No se trata de prohibir, sino de proteger. No de clausurar, sino de acompañar. Porque las muertes en Valtierrilla no fueron inevitables: fueron el resultado de años de negligencia compartida, de romanticizar lo artesanal sin garantizar lo humano.

La tradición, por sí sola, no justifica el dolor.

EPÍLOGO: CUANDO LA VIDA Y EL PODER SE ENCUENTRAN EN UNA ENCRUCIJADA

México transita, una vez más, por un dilema profundo: elegir entre lo que siempre ha sido y lo que finalmente podría ser. De un lado, un sistema político que empieza a cuestionar sus propias prácticas endogámicas. Del otro, un pueblo que sigue muriendo por sobrevivir en las grietas de la informalidad, entre pólvora y precariedad.

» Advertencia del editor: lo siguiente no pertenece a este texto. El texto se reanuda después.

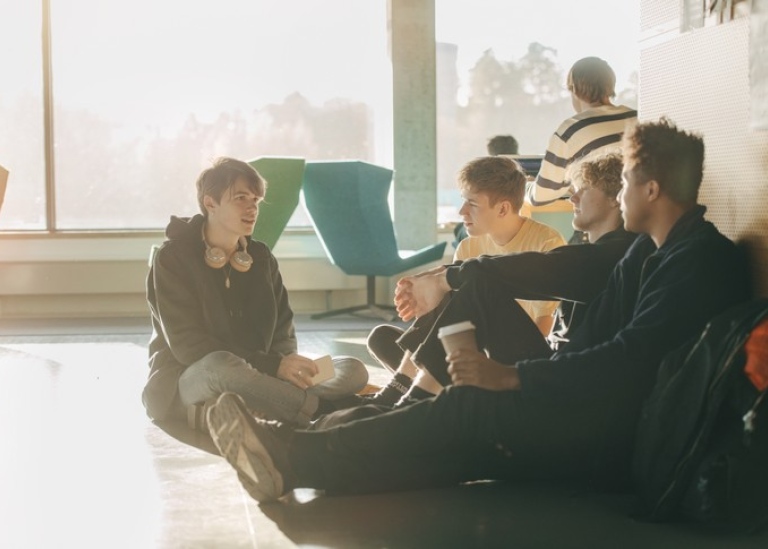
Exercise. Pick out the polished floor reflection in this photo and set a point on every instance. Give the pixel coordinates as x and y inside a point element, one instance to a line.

Ambas historias son reflejo de una misma tensión: la del país que intenta ser justo, pero que aún tolera la injusticia si viene disfrazada de costumbre; que busca meritocracia, pero que todavía premia la cercanía genética; que condena las tragedias, pero rara vez cambia las condiciones que las producen.

En el fondo, esta encrucijada no es sólo política o económica: es ética. Se trata de decidir si seguiremos administrando desigualdades, o si nos atreveremos —de una vez— a construir un país donde la sangre no sea privilegio, y donde el fuego sirva para iluminar la vida, no para consumirla.